The anniversary of the battle of Hastings (which conveniently took place in a town called Battle a few miles inland) falls on Sunday, hence today's tribute. That and I bought a book of scenes from the Bayeux tapestry to scan for the gallery cartoon last week, and I wanted to get my money's worth out of it. Hastings will be celebrating with a big torchlight procession and a fireworks display. This seemed much more cat-friendly.

Wednesday 10 October 2012

Chimneyphone

This is a favourite trick of the seagulls around here. They perch on top of chimney pots and then call down the chimney, using the flue as a sounding box. It drives Smudge bonkers.

Monday 8 October 2012

Pussycat, Pussycat

At least, we are free from the chalky grey walls of the gallery, which were making the strip look rather dull in my opinion. We're back to the warmer backgrounds of home.

It appears that the queen in this case was the first Queen Elizabeth, so the cat, whoever he was, was lucky to get away with his head intact.

Saturday 6 October 2012

Millie Week 57; Mon October 7 - Sat Oct 12, 1991

Introducing GBH (an English legal term standing for Greivous Bodily Harm), the most notorious band in South London, who of course turn out to be a bunch of rather camp public school boys play acting at being vicious thugs.

There's form for this, of course. The town I grew up in was Tunbridge Wells, and its leafy groves and primly tidy streets have spawned a few rock acts that the Daily Mail have declared to be the end of civilisation as we know it. Shane McGowan of the Pogues spent a lot of the 70s in the town, Sid Vicious grew up there. And the ultimate punk rock band of all time, the Anti-Nowhere League, originated from the town - they were so beyond the pale that their first single was seized from its distributor by the Metropolitan Police's Obscene Publication Squad because of its expletive laden B-Side 'So What'. (The same song later got covered by Metallica.) Rather wonderfully, I've just read their Wikipedia entry, and found that they played their first gig at the same church hall that, one year later, Gnomefumbler were to play their one and only live show. And thus the circle is complete.

'Outing' was one of the big new phenomena of the time. And the Poll Tax was still a big bone of contention, at the time many people were either refusing to pay their poll tax outright, or protesting by paying their tax with bin liners full of unsorted 1p and 2p coins.

Friday 5 October 2012

Unpicking the Bayeux Tapestry

The Bayeux Tapestry, so called because it is an embroidery made in Canterbury, doesn't actually reside in Hastings - it's in Bayeux - but I've given it to the Jedwood on loan for a day.

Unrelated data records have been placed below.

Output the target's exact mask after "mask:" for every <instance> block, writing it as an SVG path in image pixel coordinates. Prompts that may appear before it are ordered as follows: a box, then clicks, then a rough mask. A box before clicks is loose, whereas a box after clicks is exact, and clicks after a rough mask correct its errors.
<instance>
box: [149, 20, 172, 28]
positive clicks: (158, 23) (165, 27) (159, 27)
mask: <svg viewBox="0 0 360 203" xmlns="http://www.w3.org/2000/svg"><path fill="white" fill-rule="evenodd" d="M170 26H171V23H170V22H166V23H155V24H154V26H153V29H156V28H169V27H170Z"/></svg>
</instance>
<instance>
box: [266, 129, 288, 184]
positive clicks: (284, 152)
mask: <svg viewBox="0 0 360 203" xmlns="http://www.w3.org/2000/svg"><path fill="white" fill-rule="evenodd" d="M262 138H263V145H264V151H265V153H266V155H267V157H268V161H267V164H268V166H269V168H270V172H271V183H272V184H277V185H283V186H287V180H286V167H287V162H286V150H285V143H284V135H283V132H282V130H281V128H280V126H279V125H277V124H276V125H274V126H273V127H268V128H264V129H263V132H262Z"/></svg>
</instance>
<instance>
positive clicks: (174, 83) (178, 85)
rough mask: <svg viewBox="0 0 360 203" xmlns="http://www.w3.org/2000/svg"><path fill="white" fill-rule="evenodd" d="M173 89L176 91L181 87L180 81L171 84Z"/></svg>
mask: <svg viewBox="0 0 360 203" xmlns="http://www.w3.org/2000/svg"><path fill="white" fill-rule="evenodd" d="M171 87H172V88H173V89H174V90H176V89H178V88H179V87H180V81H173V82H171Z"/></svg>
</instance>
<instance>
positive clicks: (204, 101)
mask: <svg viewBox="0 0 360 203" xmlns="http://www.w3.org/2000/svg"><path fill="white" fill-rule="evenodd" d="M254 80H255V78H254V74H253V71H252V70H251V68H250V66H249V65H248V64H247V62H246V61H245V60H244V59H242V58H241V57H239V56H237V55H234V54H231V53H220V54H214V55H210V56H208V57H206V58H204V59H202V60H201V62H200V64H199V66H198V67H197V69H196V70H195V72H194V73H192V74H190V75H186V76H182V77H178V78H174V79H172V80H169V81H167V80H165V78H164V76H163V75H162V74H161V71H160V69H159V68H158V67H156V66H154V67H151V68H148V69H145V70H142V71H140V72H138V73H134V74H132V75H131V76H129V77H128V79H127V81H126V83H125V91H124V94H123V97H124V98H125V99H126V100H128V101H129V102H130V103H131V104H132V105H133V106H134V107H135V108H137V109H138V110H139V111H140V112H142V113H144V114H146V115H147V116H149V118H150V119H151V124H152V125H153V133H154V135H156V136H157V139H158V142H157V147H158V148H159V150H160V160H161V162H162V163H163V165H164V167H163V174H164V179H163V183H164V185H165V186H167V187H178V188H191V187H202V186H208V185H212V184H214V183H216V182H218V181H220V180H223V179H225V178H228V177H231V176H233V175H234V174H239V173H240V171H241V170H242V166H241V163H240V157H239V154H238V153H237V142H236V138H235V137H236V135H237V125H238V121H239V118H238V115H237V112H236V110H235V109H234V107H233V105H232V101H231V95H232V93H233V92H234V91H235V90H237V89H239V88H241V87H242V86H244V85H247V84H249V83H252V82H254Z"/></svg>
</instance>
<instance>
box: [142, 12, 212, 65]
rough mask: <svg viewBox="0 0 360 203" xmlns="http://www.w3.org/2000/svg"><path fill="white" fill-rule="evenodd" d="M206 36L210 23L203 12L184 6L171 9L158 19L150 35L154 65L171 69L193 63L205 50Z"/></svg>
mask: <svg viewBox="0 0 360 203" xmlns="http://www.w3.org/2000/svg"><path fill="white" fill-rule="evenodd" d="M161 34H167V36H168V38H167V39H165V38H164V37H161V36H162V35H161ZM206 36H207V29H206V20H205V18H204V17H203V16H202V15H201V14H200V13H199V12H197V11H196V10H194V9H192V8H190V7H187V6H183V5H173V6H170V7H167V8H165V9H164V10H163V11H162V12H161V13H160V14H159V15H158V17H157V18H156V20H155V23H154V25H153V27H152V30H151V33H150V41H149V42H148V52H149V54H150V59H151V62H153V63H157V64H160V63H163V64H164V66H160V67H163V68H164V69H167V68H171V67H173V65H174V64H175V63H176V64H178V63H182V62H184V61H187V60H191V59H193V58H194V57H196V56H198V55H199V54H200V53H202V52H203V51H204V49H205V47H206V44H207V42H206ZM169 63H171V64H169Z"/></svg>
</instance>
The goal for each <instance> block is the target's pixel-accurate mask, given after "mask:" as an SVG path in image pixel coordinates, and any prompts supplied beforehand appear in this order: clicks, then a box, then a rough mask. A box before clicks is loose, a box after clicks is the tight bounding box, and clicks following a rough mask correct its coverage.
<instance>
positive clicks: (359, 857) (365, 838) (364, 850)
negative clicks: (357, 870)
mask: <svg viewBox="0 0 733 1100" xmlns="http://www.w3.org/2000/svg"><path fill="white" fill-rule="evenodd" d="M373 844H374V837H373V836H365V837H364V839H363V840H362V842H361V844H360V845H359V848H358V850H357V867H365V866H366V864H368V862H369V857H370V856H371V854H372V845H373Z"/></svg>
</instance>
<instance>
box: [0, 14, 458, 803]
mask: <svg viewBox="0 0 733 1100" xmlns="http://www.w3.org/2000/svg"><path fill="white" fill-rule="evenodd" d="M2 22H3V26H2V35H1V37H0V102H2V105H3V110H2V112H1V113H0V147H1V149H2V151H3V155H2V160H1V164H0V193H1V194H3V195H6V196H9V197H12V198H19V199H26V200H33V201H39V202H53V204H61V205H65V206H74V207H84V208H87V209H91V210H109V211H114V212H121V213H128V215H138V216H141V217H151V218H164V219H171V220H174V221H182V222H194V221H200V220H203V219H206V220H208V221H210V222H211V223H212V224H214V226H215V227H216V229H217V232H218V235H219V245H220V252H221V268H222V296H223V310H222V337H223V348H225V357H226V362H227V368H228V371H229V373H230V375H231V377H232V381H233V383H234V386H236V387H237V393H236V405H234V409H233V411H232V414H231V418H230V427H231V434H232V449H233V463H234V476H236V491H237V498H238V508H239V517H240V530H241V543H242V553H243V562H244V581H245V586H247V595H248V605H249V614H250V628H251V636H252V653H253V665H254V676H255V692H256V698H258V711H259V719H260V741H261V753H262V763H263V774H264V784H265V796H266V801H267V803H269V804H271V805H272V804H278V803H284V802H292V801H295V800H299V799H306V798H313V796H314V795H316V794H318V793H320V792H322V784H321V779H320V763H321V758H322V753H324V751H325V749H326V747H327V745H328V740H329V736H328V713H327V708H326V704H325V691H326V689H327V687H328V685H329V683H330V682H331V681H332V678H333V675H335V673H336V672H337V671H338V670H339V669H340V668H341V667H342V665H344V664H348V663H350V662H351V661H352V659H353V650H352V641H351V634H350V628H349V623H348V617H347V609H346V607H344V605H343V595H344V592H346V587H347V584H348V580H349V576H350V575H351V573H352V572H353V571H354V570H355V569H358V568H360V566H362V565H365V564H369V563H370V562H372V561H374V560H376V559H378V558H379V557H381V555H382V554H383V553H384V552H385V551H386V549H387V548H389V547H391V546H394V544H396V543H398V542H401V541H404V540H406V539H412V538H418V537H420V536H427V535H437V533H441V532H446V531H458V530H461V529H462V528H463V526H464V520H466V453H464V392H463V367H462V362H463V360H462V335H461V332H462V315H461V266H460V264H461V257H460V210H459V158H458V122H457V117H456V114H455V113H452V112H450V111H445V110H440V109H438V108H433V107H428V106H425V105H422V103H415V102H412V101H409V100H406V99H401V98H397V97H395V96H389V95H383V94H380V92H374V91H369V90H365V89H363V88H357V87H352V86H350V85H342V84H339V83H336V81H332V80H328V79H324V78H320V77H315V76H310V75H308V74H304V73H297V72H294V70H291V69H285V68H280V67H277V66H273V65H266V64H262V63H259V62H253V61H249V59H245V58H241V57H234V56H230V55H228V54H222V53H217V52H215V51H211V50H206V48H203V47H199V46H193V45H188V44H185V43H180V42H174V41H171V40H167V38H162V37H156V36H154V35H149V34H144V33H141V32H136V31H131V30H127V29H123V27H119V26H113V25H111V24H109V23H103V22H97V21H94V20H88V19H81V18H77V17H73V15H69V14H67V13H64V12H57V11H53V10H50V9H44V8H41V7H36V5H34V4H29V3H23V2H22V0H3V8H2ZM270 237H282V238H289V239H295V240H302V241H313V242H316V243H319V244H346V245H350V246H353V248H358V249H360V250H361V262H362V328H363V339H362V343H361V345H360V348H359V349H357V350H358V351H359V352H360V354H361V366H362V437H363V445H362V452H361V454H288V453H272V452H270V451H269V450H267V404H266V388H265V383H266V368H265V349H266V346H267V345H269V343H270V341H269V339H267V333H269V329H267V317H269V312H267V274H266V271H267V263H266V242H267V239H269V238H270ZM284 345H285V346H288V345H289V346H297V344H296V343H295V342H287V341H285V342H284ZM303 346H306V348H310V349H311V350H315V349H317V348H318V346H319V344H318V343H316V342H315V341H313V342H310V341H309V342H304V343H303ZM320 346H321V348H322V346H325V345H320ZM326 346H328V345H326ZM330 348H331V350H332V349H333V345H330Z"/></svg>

The tapestry is possibly one of the world's first comic strips - it tells the story of the Norman invasion of England and the battle of Hastings in sequential art form, complete with captions. All that's missing is speech balloons and panels separating the episodes in the story.

Wednesday 3 October 2012

Raw sculpture

Call me old fashioned, but I do like my artists to have made some sort of effort. Just plonking a stone on a plinth and calling it art 'because the artist says so' is just cheating.

Monday 1 October 2012

Bridget Riley

Ever stood in front of a Bridget Riley op-art painting? I went to an exhibition of her stuff at the Serpentine Gallery in Hyde Park once. The paintings are huge, they take up an entire wall. Stand in front of them and stare for too long and suddenly everything goes all wibbly - all you can see is black and white lines and they shimmer and start to move of their own accord. Her paintings are quite literally staggering - it's hard to stay upright while looking at them.